# Amlogic S912



## balanga (Jan 6, 2018)

Is there any chance of getting FreeBSD running on an Amlogic S912 system? 

I just came across a Khadas VIM2 Max TV Box which looks interesting....

It comes with an ARM Cortex-A53 processor.


----------



## acheron (Jan 7, 2018)

I don't think so, the amlogic documentation is generally pure crap. We don't event have s905 support and we are probably ditching odroid-c1 https://reviews.freebsd.org/D13627


----------



## Awefek (Dec 15, 2018)

Да я недавно запустил, получилось хорошо. Я действительно доверяю этому телевизор окно.

Yes, I recently launched, it turned out well. I really trust this tv box.


----------



## balanga (Jul 8, 2019)

Any chance of getting FreeBSD working on this box?


----------



## balanga (Jul 8, 2019)

acheron said:


> I don't think so, the amlogic documentation is generally pure crap. We don't event have s905 support and we are probably ditching odroid-c1 https://reviews.freebsd.org/D13627



Strange that the Odroid C1 Wiki was last edited 2019-03-18 23:03:38 by EmmanuelVadot and there is no mention of this.


----------



## acheron (Jul 9, 2019)

He just added on top of the page: 





> WARNING: Support for Amlogic is old and never really evolved since the commit, using this platform isn't advised


Removal of odroidc1 was mentionned a few times on irc, but there are pushback from some members of the community so it'll just bitrot forever in the tree.


----------



## BuzzMarshall (Jul 9, 2019)

hm... not sure what happened to my earlier post...must not have met the moderators approval for some reason...

I'll say this just to try and dis-spell any misleading ideas and be honest about what some are wanting to attempt...
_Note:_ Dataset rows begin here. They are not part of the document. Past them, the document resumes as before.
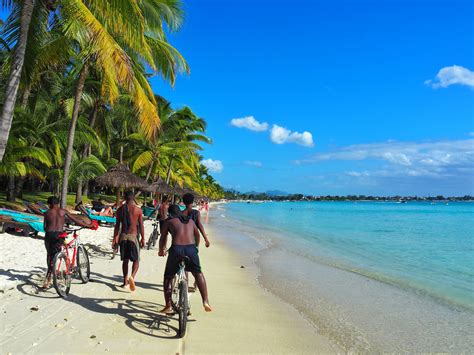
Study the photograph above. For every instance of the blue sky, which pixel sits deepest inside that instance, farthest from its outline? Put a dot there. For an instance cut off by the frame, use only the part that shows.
(354, 75)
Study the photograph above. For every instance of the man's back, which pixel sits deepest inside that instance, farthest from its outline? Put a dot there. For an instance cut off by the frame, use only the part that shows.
(134, 213)
(182, 233)
(54, 219)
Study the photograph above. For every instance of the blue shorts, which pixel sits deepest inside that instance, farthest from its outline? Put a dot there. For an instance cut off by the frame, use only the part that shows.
(176, 253)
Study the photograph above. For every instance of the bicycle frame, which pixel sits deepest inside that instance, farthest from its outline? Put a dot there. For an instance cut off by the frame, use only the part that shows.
(180, 276)
(73, 244)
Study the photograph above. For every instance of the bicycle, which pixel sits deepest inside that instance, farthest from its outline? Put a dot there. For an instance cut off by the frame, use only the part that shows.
(65, 266)
(153, 235)
(179, 297)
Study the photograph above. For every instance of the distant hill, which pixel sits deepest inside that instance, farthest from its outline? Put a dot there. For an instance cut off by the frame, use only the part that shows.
(277, 193)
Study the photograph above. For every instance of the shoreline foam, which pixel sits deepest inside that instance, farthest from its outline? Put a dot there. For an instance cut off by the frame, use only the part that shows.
(367, 316)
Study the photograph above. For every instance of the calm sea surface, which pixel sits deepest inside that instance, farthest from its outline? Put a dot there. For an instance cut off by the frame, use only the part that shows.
(422, 253)
(429, 248)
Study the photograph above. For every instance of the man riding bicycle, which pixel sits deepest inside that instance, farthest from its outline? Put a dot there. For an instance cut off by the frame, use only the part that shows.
(185, 242)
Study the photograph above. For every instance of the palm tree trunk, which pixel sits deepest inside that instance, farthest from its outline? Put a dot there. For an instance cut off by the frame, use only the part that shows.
(85, 153)
(146, 179)
(19, 187)
(15, 74)
(11, 189)
(25, 96)
(72, 131)
(168, 175)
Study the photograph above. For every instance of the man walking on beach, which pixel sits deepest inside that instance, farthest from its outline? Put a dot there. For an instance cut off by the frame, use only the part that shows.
(54, 227)
(195, 215)
(130, 218)
(185, 242)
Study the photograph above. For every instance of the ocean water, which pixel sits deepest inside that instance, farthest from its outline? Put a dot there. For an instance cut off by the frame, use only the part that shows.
(373, 276)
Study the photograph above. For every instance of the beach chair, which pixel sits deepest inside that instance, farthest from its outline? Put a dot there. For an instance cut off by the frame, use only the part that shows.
(101, 219)
(27, 223)
(34, 208)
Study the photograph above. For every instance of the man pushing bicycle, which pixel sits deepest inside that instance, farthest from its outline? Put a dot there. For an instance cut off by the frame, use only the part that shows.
(185, 242)
(54, 226)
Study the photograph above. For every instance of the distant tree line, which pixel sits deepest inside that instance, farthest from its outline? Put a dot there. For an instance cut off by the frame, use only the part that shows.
(234, 195)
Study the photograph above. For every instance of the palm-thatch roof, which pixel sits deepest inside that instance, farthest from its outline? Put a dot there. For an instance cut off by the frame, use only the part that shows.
(159, 186)
(120, 176)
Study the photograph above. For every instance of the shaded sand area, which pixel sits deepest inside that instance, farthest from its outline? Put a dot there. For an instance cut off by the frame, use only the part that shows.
(101, 317)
i would agree that Documentation for Amlogic is sketchy and up till now pretty much anyone that is trying to offer any fixes or box images are basically just working off Amlogic's bsp support stuff which is not complete and limited the current images being producted by a variety of projects trying provide solutions for the End Users wanting a *nix system on their device to old outdated kernels and missing Userland Api's making the GPU performance sub par on devices capable of much more...
but based on what is actually known both publicly and privately there is more then enough to make Amlogic drivers under linux because its actually been done but kept private for a variety of reasons...

The real question is whether or not making the appropriate adjustments can allow us to create a working Bsd platform as well... All of the people involved realize the amount of time and effort its going to take to go down this rabbit hole but just because of because a bunch of public coders can't really has no bearing on it one way or another... This is 2019 and how many times in the past has the masses including the so-called experts saying things could never be done only to end up being proven wrong... I believe theres many types of human's and some like to stretch boundaries while others like to sit and use their ignorance as a limitation to put their brains to sleep and just become social creatures. 

So to the linux guys that say it can't be, that's fine but please don't use your lack of willingness to try as a excuse to say it can't be done as until someone actually try's who knows... No one in the public has any idea of the skill set of the people behind willing to try and because most have very little social status as thats not their thing but honestly it has nothing to do with what they can and can't do as some of the other experts appear to think...

This much i do know and that is there is now going to be a group of people putting their time and effort into seeing where this can go on a either a pure BSD platform or a Hybrid mix between the platform and Userland...

Its not only because some of us think that bsd would be a better platform but the licensing under BSD's is more suited to keeping the fixes protected rather then out in the open where Amlogic and the rest of the free-loaders can exploit for their own finacial gain which is already a big issue elsewhere... Simply meaning the enduser benefits as they gain what they want which is a properly working system while protecting all the people willing to put their time into trying to see this come outta the pipe into the real world.

I am hoping that with the expertise of this place and all the Bsd knowledge here that as we go we can contribute here in ways up till now not really happening and keep things to real discussions without causing any grieve here for anyone... and to the people here i would say that if i over step or say or act in a manner not within the guidelines i ask you let me know as i am new here and honestly have no problem adapting to the standards expected...

thanx... buzz


----------